Background: Multiple treatment options are available for the management of psoriasis, but clinical response varies among individual patients and no biomarkers are available to facilitate treatment selection for improved patient outcomes.

Objectives: To utilize retrospective data to conduct a pharmacogenetic study to explore the potential genetic pathways associated with drug response in the treatment of psoriasis.

Methods: We conducted a retrospective pharmacogenetic study using self-evaluated treatment response from 1942 genotyped patients with psoriasis. We examined 6 502 658 genetic markers to model their associations with response to six treatment options using linear regression, adjusting for cohort variables and demographic features. We further utilized an integrative approach incorporating epigenomics, transcriptomics and a longitudinal clinical cohort to provide biological implications for the topmost signals associated with drug response.

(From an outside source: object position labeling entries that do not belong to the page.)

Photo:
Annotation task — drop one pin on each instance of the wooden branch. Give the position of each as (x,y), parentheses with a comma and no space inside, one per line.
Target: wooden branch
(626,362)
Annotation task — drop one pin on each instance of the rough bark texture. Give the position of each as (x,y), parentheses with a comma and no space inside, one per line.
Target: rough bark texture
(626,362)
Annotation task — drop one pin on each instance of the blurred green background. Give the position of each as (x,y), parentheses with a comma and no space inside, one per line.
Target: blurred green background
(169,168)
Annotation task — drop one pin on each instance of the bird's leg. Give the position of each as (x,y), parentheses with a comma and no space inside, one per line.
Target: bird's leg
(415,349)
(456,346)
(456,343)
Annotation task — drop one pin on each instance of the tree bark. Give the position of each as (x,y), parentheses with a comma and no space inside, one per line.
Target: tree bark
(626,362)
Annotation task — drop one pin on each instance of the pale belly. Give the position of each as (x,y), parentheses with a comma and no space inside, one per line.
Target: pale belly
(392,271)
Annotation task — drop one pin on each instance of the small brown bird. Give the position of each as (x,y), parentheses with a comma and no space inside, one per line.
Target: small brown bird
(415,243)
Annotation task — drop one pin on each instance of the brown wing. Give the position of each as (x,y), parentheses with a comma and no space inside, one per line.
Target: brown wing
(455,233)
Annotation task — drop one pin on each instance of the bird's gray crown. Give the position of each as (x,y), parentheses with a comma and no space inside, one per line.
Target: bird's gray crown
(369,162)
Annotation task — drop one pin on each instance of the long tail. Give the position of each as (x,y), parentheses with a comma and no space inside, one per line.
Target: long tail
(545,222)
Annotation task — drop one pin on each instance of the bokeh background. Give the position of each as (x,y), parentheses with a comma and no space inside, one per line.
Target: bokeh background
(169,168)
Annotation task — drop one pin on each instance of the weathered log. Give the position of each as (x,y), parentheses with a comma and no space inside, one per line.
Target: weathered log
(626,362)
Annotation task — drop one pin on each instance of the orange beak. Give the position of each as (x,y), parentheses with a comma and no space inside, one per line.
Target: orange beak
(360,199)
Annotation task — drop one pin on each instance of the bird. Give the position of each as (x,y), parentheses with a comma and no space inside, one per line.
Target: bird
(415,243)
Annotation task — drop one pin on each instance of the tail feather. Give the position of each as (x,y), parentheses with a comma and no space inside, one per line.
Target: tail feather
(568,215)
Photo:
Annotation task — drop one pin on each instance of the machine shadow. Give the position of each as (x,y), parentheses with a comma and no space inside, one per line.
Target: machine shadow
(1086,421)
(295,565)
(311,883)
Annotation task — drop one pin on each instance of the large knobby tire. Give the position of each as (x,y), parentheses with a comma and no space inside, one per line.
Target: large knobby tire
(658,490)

Results: Two novel markers were revealed to be associated with treatment response: rs1991820 (P = 1.30 × 10-6) for anti-tumour necrosis factor (TNF) biologics; and rs62264137 (P = 2.94 × 10-6) for methotrexate, which was also associated with cutaneous mRNA expression levels of two known psoriasis-related genes KLK7 (P = 1.0 × 10-12) and CD200 (P = 5.4 × 10-6). We demonstrated that KLK7 expression was increased in the psoriatic epidermis, as shown by immunohistochemistry, as well as single-cell RNA sequencing, and its responsiveness to anti-TNF treatment was highlighted. By inhibiting the expression of KLK7, we further illustrated that keratinocytes have decreased proinflammatory responses to TNF.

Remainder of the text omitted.